If you’re running web applications, database servers, FTP, SSH, or other network programs, the IBM i NETSTAT command can tell you what is connecting to your system, which ports are in use, which programs are listening for network connections, and more.
When you run NETSTAT from a 5250 command line, the main screen provides options for interface status (network addresses and lines), routes (how it forwards traffic outside of the local network), and connections. We’re interested in the connection status option, which includes programs listening for new connections as well as ongoing connections. A shortcut to the connection status screen is NETSTAT *CNN.

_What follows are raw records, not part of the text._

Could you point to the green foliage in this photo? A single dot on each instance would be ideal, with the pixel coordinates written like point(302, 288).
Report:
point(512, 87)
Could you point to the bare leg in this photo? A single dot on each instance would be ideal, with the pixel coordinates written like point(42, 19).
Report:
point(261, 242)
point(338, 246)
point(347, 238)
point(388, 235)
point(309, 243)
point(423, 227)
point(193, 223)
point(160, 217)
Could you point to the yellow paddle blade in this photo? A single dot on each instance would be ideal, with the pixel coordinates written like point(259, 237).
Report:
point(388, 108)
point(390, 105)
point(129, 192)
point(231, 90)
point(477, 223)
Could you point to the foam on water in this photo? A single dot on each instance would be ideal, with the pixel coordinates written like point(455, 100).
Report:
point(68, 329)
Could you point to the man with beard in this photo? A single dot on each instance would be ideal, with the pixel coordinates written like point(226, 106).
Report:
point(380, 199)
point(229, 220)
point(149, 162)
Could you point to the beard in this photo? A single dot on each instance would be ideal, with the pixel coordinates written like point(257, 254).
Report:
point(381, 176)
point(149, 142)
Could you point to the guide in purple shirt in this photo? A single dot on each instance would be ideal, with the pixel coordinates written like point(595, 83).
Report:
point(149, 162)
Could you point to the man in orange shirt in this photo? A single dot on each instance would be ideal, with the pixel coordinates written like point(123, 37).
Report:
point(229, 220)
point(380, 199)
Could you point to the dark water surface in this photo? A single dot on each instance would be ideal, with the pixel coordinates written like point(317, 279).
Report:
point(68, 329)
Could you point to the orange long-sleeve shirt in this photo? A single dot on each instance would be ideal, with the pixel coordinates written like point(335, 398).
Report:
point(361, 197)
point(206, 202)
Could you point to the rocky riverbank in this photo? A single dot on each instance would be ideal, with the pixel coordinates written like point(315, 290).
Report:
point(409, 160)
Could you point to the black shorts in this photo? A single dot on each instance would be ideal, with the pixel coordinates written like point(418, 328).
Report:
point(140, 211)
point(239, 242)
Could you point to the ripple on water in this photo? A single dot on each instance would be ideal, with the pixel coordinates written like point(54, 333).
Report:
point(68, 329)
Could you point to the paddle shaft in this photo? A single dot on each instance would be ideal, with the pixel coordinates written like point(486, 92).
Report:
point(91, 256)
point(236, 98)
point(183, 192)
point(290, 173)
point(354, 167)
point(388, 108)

Screens for both IPv4 and IPv6 are offered. IPv6 is the successor to IPv4, but not everyone has migrated to IPv6 yet. In this article, we’ll show using IPv4, but the principles apply to both.
Looking at connections
In the screen for connection status, you’ll see different kinds of sockets that represent current or future connections. All sockets on your system have port numbers that they communicate over. The listening system will listen on a specifically configured port number, while outgoing ports will have a random port number assigned to them. This means that sockets on your system that are listening will show their assigned port number locally, while connections that your system makes to other systems will have the port number assigned on the remote end. Names of services are shown when available; you can press F14 to show the port numbers instead.
The default view displays the state of the connection:
- Listen means that this socket is listening for new connections.
- Established are ongoing connections. Each established connection has a remote address (corresponding to the other end).
- Closed means the connection is going away.
- Before a connection becomes established or closed, it has to go through a handshake. This involves sending SYN, ACK, and FIN in either direction. You’ll see these when a connection starts or stops.
- UDP means that the socket is connectionless, meaning the socket simply receives and sends messages without having to establish a connection. This is faster, but not as reliable. (The other kind of connection is TCP, which uses connections and handles network problems at the protocol level, but is not as fast.)
Idle time is displayed for connections that have had activity at one point.
Every socket is owned by a user. You can press F11 to see who owns each socket. In addition, you can see how many bytes have been transfered over the socket in each direction.
If you press F11 again, you can see what protocol (the layer 4 kind) the socket is using (either the connection-based reliable TCP, or the connectionless fast UDP), and the local address of the socket. A wildcard means that the socket will listen on all addresses, whereas a specific IP means the socket only listens on that IP. Note that loopback IPs (anything beginning with 127 on IPv4, or ::1 on IPv6) are only accessible from the same computer.
Want to see only specific IP or port ranges? Just hit F15, and enter a range you want to see for the local and remote ends.
What’s talking? How long?
On each connection, two different options can show you more about a socket.
The first is option 5, “Display details”. This displays a lot of gory details about the socket, primarily useful for networking engineers. For example, timing information is useful for determining latency and activity.
The second is option 8, “Display jobs”. This displays what jobs are associated with the socket, and a further option 5 on the job will show the familar “Work with Job” screen you can get to from WRKACTJOB. Some sockets don’t belong to any jobs, but belong to the IBM i kernel. If so, this screen will show tasks using the connection instead.
What can I do with this?
Need to assign a port to a web server, but don’t know which ports are free? Just look through the connection status, and see what sockets are listening. If you need to reassign a port number, then you can easily find out what job is using it, and reconfigure that specific job.
Starting a program, but curious what it listens on? Or if it’s even listening at all? Just start it and see if new sockets appear in the list.
Curious about what SSH connections are open on your system? Systems exposed to the internet will tend to have many attempts at an SSH connection; they’ll be short lived as they fail authentication. As you refresh, you can watch as the TCP connection is negotiated, SSH authentication is briefly attempted, and the connections wither away. If a connection stays open, you can see where it originated (including reverse DNS in option 5) and how much has been transfered over it.
Every admin should be able to determine what is going on in their system; with NETSTAT, asking who and what about a connection is much easier.